"Most of the Baldwins of America are descended from those in Buckinghamshire, near Hertfordshire, and of Oxfordshire, which shires join Bucks. The name occurred before the conquest in the immediate vicinity of the Baldwin of Bucks." (This describes an area north and west of London, England.) "From the year 1200 down, the name is pretty continuously found in the vicinity of Aylesbury, Bucks."
(notes: (1) define "shire," (2) what "conquest?" (3) research "Aylesbury")
From the Directory of Ancestral Heads of New England Families; 1620 to 1700:
"The name (is) from the old German or Scandinavian, (meaning) the "conqueror", or "victor"; from "bald", meaning "quick or speedy", and "win" signifying "victor or conqueror", as in "all win", (always) victorious." (okay, I like this).
"The name appears as early as 672 in records. (It is) One of the first names to appear in records. (Indeed, "Baldwin" is) One of the first names to appear in history.... Baldwin, son of Gan, (was) a young French Knight, killed at the battle of Roncenvalles, 778. Baldwin of the Iron Arm was founder of Burges in 837. His descendants ruled the Dukedom of Flanders. Matilda, daughter of the Duke of Flanders, married William the Conqueror. The name appears in the roll of Battle Abbey. After the conquest, they became earls of Devonshire. The family is traced through earls of Flanders to Godfrey De Buillon, leader of the only successful crusade against Jerusalem."

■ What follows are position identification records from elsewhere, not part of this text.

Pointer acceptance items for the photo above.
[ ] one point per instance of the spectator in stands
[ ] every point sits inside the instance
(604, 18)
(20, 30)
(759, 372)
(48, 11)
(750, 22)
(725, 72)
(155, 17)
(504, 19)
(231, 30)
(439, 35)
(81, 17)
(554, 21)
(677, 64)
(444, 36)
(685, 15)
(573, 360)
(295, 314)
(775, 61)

(The above came from notes I made in the early 1970's from research done at Newberry Library in Chicago. I am not completely certain that the above quote came from the hand of Charles Baldwin; my notes say simply "From the Baldwin Genealogy." There is an obvious contrast between the high minded first two paragraphs suggesting a relationship with William the Conqueror and the above lines that freeze the family name in the strata of peons. The truth is of course that the Baldwin's were like anyone else, being born to a place and time, growing up, getting married, working, enjoying what they could, having kids, and then dying. It's mankinds common destiny.)